Intenses affrontements à Gaza entre Israël et Hamas lors des négociations de libération d’otages
Selon les informations fournies par le Hamas, depuis le 7 octobre, les bombardements israéliens ont fait 13 000 victimes au total, dont plus de 5 500 étaient des enfants.
Tl;dr
- 13 000 personnes tuées dans les bombardements israéliens, dont plus de 5 500 enfants.
- Forces israéliennes étendent leurs opérations contre le Hamas, malgré des pourparlers de paix.
- 41 membres d’une même famille tués suite à une frappe israélienne sur leur maison à Jabaliya.
- Évacuation de 30 bébés prématurés de l’hôpital al-Chifa vers Rafah suite à un manque de soins.
Un conflit meurtrier s’intensifie
En dépit des pourparlers de paix en cours, les forces israéliennes continuent d’étendre leurs opérations contre le Hamas dans le nord de la bande de Gaza. Depuis le début du conflit le 7 octobre, ce sont pas moins de 13 000 personnes qui ont perdu la vie, dont plus de 5 500 enfants, dans les bombardements israéliens.

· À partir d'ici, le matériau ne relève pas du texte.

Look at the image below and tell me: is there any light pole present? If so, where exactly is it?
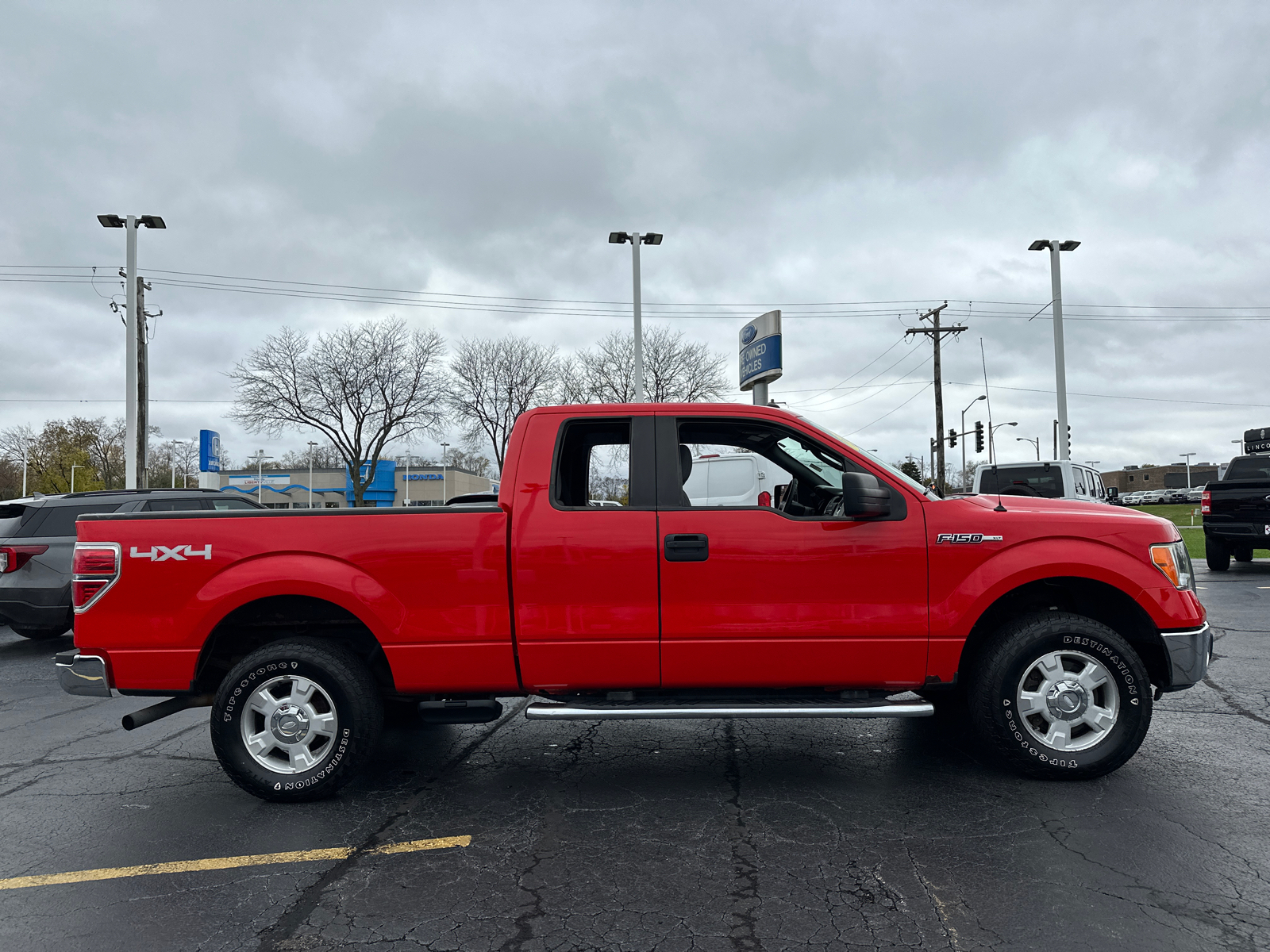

Des familles décimées, des hôpitaux assiégés
La violence des combats a atteint un niveau sans précédent. Les frappes aériennes israéliennes ont causé la mort de 41 membres d’une même famille à Jabaliya. Des hôpitaux, comme celui de la bande de Gaza, sont assiégés et subissent des frappes meurtrières.

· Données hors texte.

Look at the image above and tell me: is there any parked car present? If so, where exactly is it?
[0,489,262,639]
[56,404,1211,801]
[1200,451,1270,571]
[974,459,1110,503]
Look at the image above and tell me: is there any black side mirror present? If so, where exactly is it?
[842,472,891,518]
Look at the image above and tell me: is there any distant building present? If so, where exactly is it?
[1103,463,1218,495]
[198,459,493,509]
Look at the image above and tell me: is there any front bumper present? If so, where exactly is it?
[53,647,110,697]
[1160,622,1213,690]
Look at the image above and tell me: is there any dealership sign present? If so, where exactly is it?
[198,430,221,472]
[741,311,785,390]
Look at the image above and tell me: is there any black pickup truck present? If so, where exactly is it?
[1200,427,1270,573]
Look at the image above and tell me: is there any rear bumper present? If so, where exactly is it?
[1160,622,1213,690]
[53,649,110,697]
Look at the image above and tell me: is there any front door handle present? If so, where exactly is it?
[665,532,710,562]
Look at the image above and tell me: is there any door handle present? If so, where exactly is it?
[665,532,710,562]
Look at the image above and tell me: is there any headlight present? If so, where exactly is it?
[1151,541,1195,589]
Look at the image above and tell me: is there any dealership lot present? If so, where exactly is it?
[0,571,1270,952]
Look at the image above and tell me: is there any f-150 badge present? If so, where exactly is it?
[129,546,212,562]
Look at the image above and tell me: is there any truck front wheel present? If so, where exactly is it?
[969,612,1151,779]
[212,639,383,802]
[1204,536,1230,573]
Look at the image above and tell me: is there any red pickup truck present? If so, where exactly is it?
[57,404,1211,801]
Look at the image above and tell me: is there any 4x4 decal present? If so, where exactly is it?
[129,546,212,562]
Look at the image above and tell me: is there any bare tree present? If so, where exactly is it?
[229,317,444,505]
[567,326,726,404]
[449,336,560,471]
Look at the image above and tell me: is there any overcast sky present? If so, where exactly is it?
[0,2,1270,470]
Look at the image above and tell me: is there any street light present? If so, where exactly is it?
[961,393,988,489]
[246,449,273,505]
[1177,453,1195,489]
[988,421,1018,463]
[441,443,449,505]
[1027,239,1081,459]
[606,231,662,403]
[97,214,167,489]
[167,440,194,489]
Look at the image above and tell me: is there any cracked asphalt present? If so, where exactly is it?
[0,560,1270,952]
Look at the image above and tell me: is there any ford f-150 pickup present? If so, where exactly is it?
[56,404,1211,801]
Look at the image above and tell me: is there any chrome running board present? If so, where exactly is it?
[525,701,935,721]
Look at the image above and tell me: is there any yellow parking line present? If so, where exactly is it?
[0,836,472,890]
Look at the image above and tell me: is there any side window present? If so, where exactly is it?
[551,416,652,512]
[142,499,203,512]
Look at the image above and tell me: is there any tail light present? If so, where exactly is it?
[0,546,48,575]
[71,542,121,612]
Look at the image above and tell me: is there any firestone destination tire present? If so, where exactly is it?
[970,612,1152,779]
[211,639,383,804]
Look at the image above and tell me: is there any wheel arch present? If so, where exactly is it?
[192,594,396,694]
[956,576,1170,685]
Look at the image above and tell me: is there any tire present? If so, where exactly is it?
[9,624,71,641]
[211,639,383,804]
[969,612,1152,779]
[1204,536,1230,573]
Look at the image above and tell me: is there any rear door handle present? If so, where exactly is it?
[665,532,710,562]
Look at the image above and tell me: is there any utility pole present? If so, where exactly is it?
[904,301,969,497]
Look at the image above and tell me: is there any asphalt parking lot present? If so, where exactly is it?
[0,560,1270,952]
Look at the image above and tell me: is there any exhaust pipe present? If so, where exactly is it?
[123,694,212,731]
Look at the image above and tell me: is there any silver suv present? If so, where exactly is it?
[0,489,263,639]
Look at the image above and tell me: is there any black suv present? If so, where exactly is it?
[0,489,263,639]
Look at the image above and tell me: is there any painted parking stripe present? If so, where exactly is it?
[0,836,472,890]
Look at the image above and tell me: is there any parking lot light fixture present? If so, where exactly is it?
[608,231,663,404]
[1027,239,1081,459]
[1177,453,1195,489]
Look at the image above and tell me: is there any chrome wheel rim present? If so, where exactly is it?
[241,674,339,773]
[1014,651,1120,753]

Une situation sanitaire désastreuse
En raison du manque de soins, plus de 30 bébés prématurés ont dû être évacués de l’hôpital al-Chifa vers Rafah. Malheureusement, huit d’entre eux n’ont pas survécu, témoignant de la gravité de la situation sanitaire dans le pays. L’Organisation mondiale de la Santé (OMS) décrit l’hôpital al-Chifa comme une « zone de mort » où la situation est « désespérée » en raison du manque d’eau, d’électricité, de médicaments, de nourriture et de matériel médical.

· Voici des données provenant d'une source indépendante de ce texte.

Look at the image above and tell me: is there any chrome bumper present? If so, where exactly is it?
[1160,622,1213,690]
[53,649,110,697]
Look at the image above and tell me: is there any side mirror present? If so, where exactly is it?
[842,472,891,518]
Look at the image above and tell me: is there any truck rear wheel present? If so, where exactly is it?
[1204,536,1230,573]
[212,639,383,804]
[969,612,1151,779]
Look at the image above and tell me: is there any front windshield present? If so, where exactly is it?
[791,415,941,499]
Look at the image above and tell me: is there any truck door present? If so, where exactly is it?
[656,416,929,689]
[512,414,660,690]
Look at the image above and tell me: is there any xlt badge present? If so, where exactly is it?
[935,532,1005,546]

La quête d’une trêve difficile
Malgré un contexte de guerre et de destructions massives, des négociations sont en cours pour obtenir une trêve dans les combats. Ces pourparlers portent notamment sur la libération d’otages détenus par le mouvement islamiste en échange d’un cessez-le-feu. Un accord semble plus proche que jamais, mais le gouvernement israélien refuse tout cessez-le-feu sans libération des otages.